Predicted dysregulated pathways populated by differentially expressed mRNAs (p < 0.01; fold change > ± 10 %) identified by two-factor ANOVA analysis. A. Bar graph representing the number of dysregulated pathways at 12 and 29 weeks. Dysregulated pathways are defined as -log(p-value) > 1.3. Dysregulated pathways without a z-score or with z-score between − 1 and + 1 are considered “Undetermined”. Activated pathways defines as -log(p-value) > 1.3; z-score > 1; inhibited pathways defined as -log(p-value) > 1.3; z-score < − 1 B. Heat Map of predicted activated/inhibited pathways based on differentially expressed mRNAs at 12 weeks stratified by factors (iAs, miR-186, interaction).
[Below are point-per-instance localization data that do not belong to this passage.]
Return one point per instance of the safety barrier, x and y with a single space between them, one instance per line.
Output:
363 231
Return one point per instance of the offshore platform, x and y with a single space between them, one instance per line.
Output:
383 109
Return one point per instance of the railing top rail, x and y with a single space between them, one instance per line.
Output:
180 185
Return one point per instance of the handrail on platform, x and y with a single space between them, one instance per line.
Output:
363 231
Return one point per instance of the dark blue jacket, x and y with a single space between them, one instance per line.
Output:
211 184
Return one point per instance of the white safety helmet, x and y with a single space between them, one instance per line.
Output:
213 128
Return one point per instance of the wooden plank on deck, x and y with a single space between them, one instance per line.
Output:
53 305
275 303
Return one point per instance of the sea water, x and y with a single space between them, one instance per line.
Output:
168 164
C. Heat Map of predicted activated/inhibited pathways based on differentially expressed mRNAs at 29 weeks stratified by stratified by factors (iAs, miR-186, interaction). The color code bar on the top refers to the z-score values. Absence of a bar (represented by white) signifies that the pathway was not predicted to be activated or inhibited at that time point. The pathways are presented in the same order as in Table S10.